Because the batch size is dependend on the data set size we had to run the grid search on the 200k data set. 

We used the optimized learning rate and episolon value from above.

In [None]:
import numpy as np
import itertools
EPOCHS = 5

ADAM_LEARNING_RATE = 0.004
ADAM_EPSILON = 1e-05


METRICS = [
      tf.keras.metrics.BinaryAccuracy(name='accuracy'),
      tf.keras.metrics.Precision(name='precision'),
      tf.keras.metrics.Recall(name='recall'),
]

batch_values = [32, 38, 64, 128, 256, 512]
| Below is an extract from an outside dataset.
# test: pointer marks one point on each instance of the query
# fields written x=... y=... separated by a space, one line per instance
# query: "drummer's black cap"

for batch in batch_values:
  model: tf.keras.Model = build_model()

  print(f"Try batch size: {batch}")

  model.compile(optimizer=tf.keras.optimizers.Adam(learning_rate=ADAM_LEARNING_RATE, epsilon=ADAM_EPSILON),
    loss=tf.keras.losses.BinaryCrossentropy(),
    metrics=METRICS)
    
  model.fit(X_train, y_train, epochs=EPOCHS, batch_size=batch)
  model.evaluate(X_test, y_test)

# Evaluate

After training the model and evaluation the model for different batch sizes we come up with the following results. 


```
    Try batch size: 32
    accuracy: 0.9117 - precision: 0.9247 - recall: 0.8959
    Try batch size: 48
    accuracy: 0.9221 - precision: 0.9399 - recall: 0.9011
Try batch size: 64
accuracy: 0.9227 - precision: 0.9168 - recall: 0.9295
    Try batch size: 128
    accuracy: 0.8965 - precision: 0.8673 - recall: 0.9370
    Try batch size: 256
    accuracy: 0.9189 - precision: 0.9068 - recall: 0.9333
    Try batch size: 512
    accuracy: 0.8771 - precision: 0.8654 - recall: 0.8940
```

We managed to reach the highest score with batch size 64. Therefore we use this for the final training.